PRINCIPLES OF TOXICOLOGY

496 EXAMPLE OF RISK ASSESSMENT APPLICATIONS
Other important weight of evidence factors include the potential carcinogenic mechanism or
mechanisms of the chemical of concern. As considered by the USEPA, if the metabolism, toxicokinetics,
and carcinogenic mechanism of action of a chemical are similar in rodents and humans, the
weight of evidence for a carcinogenic effect of the chemical in humans is strengthened. Alternatively,
if data show that the results of animal studies are not relevant to humans, the weight of evidence for a
carcinogenic effect of the chemical in humans is weakened. As discussed above, recent data provide
an indication that rodent inhalation studies may not predict the carcinogenic potential of low-level
antimony trioxide exposure in humans.
The relevance of inhalation tests of high concentrations of particulate chemicals (such as antimony
trioxide) in rats to human exposures has been questioned in recent years. Recent data (Nikula et al.,
1997) indicates that the pattern of accumulation of particles in the rat lung is different from the same
particles in the lung of monkeys. Furthermore, the rat lung shows greater inflammatory response to
the particles than does the lung of the monkey. Because the lung of the monkey is structurally and
functionally much more like the human lung than the rat lung, the recent information suggests that the
relevance of high concentration inhalation studies in rats to humans should be reexamined.

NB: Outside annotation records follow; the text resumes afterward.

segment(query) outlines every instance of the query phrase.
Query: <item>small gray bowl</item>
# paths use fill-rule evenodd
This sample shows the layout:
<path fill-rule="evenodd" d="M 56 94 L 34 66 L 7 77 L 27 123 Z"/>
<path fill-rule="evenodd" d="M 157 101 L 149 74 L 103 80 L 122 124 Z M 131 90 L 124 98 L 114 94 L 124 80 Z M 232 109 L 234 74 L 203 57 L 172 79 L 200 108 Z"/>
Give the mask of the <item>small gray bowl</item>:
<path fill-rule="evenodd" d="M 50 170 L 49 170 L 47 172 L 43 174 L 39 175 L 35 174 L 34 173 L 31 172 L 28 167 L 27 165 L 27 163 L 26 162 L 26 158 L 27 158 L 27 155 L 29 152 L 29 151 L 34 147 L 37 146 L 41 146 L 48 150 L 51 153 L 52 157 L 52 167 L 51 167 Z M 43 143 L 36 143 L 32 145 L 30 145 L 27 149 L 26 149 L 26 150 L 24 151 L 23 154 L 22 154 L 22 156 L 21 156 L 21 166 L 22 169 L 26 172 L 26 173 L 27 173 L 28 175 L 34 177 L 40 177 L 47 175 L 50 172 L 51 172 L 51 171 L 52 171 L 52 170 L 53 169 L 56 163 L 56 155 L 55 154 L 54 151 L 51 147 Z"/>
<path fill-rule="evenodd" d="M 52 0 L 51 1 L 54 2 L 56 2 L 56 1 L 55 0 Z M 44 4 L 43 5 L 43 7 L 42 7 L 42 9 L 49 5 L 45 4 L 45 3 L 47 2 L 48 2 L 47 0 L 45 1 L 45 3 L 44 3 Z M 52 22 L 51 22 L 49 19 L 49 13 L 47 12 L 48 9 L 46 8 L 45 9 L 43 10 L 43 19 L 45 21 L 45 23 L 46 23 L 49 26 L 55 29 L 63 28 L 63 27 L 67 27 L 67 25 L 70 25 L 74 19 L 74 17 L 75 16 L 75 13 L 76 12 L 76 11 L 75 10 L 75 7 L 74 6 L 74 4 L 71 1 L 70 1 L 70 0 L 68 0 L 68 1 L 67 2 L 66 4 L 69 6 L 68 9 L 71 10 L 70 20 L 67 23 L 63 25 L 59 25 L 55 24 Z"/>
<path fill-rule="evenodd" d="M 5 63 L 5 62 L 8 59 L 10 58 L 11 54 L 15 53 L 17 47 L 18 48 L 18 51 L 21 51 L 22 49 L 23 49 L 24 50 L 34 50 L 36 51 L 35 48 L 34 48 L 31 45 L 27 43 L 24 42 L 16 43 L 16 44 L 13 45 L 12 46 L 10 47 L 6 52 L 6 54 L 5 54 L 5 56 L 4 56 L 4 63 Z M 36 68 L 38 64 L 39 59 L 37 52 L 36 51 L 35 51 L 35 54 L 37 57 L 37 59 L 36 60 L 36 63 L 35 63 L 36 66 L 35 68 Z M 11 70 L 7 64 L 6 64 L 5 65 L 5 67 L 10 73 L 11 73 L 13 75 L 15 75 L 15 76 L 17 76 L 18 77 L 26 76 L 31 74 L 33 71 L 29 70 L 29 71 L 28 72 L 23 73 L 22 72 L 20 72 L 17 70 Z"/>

Considered in total, the available evidence does not support a conclusion that inhaled antimony
trioxide is carcinogenic to humans. This conclusion is different from the weight-of-evidence conclusions
reached by IARC in 1989 and the State of California in 1990. However, these agencies did not
have the benefit of important and more recent studies that cast doubt on the carcinogenicity of antimony
trioxide and the relevance of rat inhalation studies of particulates in predicting carcinogenicity in
humans.
Comments
The reassessment of carcinogenicity data demonstrates the need for iteration in risk assessment and
its impact on antimony trioxide. The update of the toxicity assessment of antimony trioxide presented
above suggests that low levels of inhaled antimony trioxide are not carcinogenic to humans.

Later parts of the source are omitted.